06. Analizzate dal punto di vista linguistico il brano, estratto dal Mastro-don Gesualdo:
"Era un correre a precipizio nel palazzo smantellato; donne che portavano acqua; ragazzi che si rincorrevano schiamazzando
in mezzo a quella confusione, come fosse una festa; curiosi che girandolavano a bocca aperta, strappando i brandelli di stoffa
che pendevano ancora dalle pareti, toccando gli intagli degli stipiti, vociando per udir l'eco degli stanzoni vuoti, levando il naso
in aria ad osservare le dorature degli stucchi, e i ritratti di famiglia: tutti quei Trao affumicati che sembravano sgranare gli
occhi al vedere tanta marmaglia in casa loro. Un va e vieni che faceva ballare il pavimento".

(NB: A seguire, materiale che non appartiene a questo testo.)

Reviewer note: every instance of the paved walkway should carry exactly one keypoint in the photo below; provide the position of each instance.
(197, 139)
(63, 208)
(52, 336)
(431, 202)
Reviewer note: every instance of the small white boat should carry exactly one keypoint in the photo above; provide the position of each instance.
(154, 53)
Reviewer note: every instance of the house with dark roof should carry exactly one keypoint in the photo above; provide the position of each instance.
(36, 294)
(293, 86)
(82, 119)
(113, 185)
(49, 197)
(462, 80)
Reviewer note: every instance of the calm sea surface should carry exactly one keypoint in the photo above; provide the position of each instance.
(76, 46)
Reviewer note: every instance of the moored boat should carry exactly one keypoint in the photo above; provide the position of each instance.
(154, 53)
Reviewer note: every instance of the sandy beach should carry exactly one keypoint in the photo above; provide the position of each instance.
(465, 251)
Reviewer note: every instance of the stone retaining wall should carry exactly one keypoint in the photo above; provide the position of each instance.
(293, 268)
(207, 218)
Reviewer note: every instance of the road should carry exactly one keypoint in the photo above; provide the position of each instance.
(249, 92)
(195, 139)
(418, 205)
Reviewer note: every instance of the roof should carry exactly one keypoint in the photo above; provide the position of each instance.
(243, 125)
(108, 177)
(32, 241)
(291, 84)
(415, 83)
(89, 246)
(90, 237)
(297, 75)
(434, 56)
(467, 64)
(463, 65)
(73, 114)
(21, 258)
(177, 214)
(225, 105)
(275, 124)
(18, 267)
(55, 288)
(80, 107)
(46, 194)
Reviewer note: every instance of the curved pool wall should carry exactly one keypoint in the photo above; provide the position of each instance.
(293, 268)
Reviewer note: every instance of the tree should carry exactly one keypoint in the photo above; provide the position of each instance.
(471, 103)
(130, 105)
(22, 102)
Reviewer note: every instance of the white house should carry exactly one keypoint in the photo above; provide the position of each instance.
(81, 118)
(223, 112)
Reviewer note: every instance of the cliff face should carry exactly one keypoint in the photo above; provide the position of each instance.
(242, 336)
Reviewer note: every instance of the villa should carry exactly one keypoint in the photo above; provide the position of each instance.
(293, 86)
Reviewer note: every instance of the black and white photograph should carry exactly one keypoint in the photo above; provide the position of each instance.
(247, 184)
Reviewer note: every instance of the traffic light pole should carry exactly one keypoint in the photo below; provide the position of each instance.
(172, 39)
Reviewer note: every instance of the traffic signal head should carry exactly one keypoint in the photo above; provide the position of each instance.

Nel romanzo L’impersonalità assume aspetti grammaticali, sparisce l’uso dell’indiretto libero che aveva contraddistinto i Malavoglia, il
discorso diretto è usato con parsimonia. L’impersonalità viene ottenuta attraverso il recupero della descrizione, che non viene solo
trasmessa attraverso l’uso dell’imperfetto(L’imperfetto è adibito a segnalare l’iteratività o la continuità, una situazione di stasi
immutabile.), ma anche attraverso una tecnica espressiva e grammaticale assolutamente nuova rispetto a I Malavoglia. si assiste a
periodi e frasi nominali nei quali la principale manca del verbo reggente (o perché non ripetuto o perché non esplicitato) sebbene le
subordinate relative o implicite attestino il verbo alla forma dell’imperfetto (“portavano” “si rincorrevano” “girandolavano”) o del
gerundio (“toccando””vociando””strappando”) ed in cui assumono un ruolo importante i verbi di percezione (“sembravano”) espressi
in modo impersonale (attraverso l’uso del si o del gerundio) o con soggetto inanimato (tutti quei Trao affumicati che sembravano
sgranare gli occhi al vedere tanta marmaglia in casa loro). L’impersonalità viene raggiunta tramite l’anonimato del narratore, tramite la
sua indistinzione, il suo trasformarsi in un ‘uomo qualsiasi’ che però guarda e sente da una certa distanza il mondo rappresentato.
Piuttosto che l’impersonalità dell’opera d’arte Verga riesce qui a raggiungere l’impersonalità del narratore, il quale, lungi dal
rappresentare una persona in carne ed ossa, riveste il ruolo di una persona grammaticale,un osservatore, rappresentato attraverso l’uso
ripetuto del si impersonale o del gerundio.